2. PT. Brantas Adipraya. Proyek: Bendungan dan Jalan (bundle) senilai Rp 100 miliar.
3. PT Krakatau Tirta Industri. Proyek: Instalasi pengolahan air dan distribusinya senilai Rp 248 miliar.
4. Pemkot Bau-Bau. Proyek: Rumah Sakit Umum senilai Rp 56 miliar.
5. PT Wijaya Karya Tb. Proyek: Terminal Gas Tanjung Sekong senilai Rp 50 miliar.
6. PT Sakti Mas Mulia. Proyek: PLTU di Ambon senilai Rp 80 miliar.
7. PT Nindya Karya. Proyek: Jalan Molibagu, Sulawesi Utara senilai Rp 19 miliar.
8. PT Nindya Karya. Proyek: Jalan Jeneponto Sulawesi Selatan senilai Rp 40 miliar.
9. PT Hutama Karya. Proyek: PLTU Jeneponto Sulawesi Selatan senilai Rp 100 miliar.
10. PT Nindya Karya. Proyek: Dermaga Telu Lamong, Jawa Timur senilai Rp 50 miliar.
11. PT Rekayasa Industri. Proyek: Pengembangan pupuk kaltim V senilai Rp 45 miliar.
12. PT Jasa Marga Tbk. Proyek: Tol Ruas Porong Gempol senilai Rp 1,3 triliun.
13. Pemkab Kota baru. Proyek: Rumah sakit Umum senilai Rp 130 miliar.
Sedangkan untuk realisasi, Saritaon menyatakan dengan dana kelolaan sebesar Rp 5,247 triliun, sampai dengan tahun 2010 total dana investasi teralokasi adalah sebesar Rp 1,638 triliun.
"Ini tersebar pada pembebasan lahan jalan tol sebesar Rp 1,444 triliun, pembangunan bandara Kualanamu Medan Rp 194,6 miliar, dan pembangunan LPG Pressurized di Tanjung Sekong sebesar Rp 50 milia," ujarnya dalam temu wartawan di Gedung Kementerian Keuangan, Jalan Wahidin Raya, Jakarta, Senin (2/8/2010).
Saat ini, PIP sedang melaksanakan penilaian kelayakan dan risiko beberapa proyek senilai total Rp 3,792 triliun antara lain pendirian anak perusahaan PIP yaitu PT Indonesia Green Investment (Persero) sebagai komitmen PIP dalam program climate change dengan nilai investasi Rp 1 triliun.
PIP juga menjadi pelaksana penyaluran soft loan untuk PT PLN sebesar Rp 7,5 triliun. Walaupun harus diakui, pembiayaan yang dilakukan PIP berjalan lambat karena adanya beberapa kendala.
"Masalah hukumnya dan masalah kerugiannya, dan beberapa infrastruktur yang belum terbangun dengan baik," ujarnya.

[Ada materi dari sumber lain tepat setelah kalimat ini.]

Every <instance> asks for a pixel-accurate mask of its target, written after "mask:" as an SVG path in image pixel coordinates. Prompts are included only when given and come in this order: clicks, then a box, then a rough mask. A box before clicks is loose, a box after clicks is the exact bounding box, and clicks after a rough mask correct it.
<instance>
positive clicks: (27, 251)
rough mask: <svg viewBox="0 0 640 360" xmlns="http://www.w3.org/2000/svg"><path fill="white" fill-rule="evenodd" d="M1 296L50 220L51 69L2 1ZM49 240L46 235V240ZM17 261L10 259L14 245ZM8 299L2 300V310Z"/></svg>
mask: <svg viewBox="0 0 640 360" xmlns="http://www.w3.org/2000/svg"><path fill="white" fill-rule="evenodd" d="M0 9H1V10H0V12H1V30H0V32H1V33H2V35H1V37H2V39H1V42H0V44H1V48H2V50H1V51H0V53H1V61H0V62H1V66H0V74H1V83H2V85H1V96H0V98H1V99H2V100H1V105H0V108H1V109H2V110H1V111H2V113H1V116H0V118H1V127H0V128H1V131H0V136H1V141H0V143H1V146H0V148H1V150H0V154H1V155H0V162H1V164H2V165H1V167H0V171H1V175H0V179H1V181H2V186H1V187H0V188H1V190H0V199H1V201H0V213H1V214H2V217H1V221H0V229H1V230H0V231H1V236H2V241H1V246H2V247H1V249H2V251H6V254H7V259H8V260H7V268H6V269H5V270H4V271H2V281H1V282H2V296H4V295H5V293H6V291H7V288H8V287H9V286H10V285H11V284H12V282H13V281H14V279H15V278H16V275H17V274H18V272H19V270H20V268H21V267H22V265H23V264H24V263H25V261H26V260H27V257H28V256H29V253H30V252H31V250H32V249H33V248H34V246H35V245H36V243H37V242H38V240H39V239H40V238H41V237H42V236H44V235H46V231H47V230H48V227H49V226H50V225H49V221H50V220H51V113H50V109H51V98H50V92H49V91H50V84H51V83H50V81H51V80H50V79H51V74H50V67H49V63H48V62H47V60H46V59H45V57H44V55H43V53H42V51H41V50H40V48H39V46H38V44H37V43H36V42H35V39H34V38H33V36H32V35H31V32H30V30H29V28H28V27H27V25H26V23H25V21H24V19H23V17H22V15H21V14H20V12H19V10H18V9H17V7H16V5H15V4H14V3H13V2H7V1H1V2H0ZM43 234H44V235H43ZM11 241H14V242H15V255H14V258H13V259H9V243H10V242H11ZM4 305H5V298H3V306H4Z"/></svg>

Oleh karena itu, Soritaon menyatakan perlunya upaya untuk mengatasi hambatan-hambatan yang menganggu kelincahan PIP seperti aspek pengambilan keputusan, SOP, revisi regulasi dan kelembagaan, fungsi, strategi investasi, pendampingan dalam pelaksanaan investasi dan dukungan sarana dan prasana.
(disadur dari : http://www.pip-indonesia.com/news/detail/52)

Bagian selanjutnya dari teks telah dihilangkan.